Carina hated facing death, but she would want to know with every certainty. She’d need to see the truth with her own eyes.

Chen motioned for them to approach the table. “Something interesting I noticed as soon as I started the visual examination. Someone washed her body before she died.” Chen stood at Angie’s feet, a laser pen in hand.

“Why?”

“That’s your job, not mine. There was soap residue under her arms and in her hair. I sent samples to the lab. But the body was cleaned, no doubt in my mind. From the moisture in her skin I’d say she was wrapped in the bags shortly after the bath.”

“Why would he clean the body?” Carina asked, almost to herself. “To get rid of evidence?”

“Very likely,” Will said, though Carina’s question had been more rhetorical.

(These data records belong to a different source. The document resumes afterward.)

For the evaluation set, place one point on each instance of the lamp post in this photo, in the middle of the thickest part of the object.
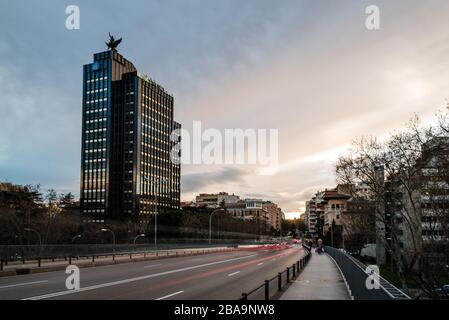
(38, 236)
(156, 182)
(210, 224)
(76, 237)
(113, 237)
(37, 233)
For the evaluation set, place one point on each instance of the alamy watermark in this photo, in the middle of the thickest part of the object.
(73, 280)
(372, 21)
(227, 147)
(73, 21)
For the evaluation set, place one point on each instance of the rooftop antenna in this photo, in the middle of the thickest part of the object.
(113, 44)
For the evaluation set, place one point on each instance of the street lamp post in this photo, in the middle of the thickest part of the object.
(38, 236)
(137, 237)
(37, 233)
(157, 182)
(210, 224)
(76, 237)
(113, 237)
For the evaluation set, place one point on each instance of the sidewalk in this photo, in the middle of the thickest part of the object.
(320, 280)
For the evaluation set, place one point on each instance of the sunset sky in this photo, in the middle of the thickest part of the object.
(307, 68)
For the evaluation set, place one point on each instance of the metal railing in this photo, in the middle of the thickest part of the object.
(274, 285)
(357, 274)
(25, 265)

“Creepy,” she said. “And planned. He held her captive, raped her, kept her under his control for forty-eight hours, then he releases her to wash her before killing? Why not kill her,
then
wash her body? It would be easier. She wouldn’t be able to fight back.”

“She may have been too weak to fight,” Will offered, “or drugged.”

Chen said, “We’ve sent blood samples to the lab and will collect tissue and stomach contents during the exam.” He pointed the laser pen at her ankles and then her wrists. “She was restrained with rope, you can see the rope burns on her limbs. I was able to find a couple fibers embedded in her skin that hadn’t been washed away. Probably nylon or a cotton fiber, not hemp.”

Carina had been avoiding Angie’s face, but now that Chen had turned his attention to her mouth, she had to look.

The bandanna had been removed, though threads of it still clung to her lips, which were grotesque, purple and red pulp. Her neck was bruised as well, though it didn’t look like hand or finger marks, which would be one sign of possible strangulation. Her open eyes showed burst blood vessels. Not all suffocation deaths showed reticular hemorrhaging, which was why many nursing home or infant murders were deemed natural causes attributed to old age or sudden infant death syndrome. But Angie’s death was not peaceful. She had fought for every breath, the evidence of her failure still in her eyes.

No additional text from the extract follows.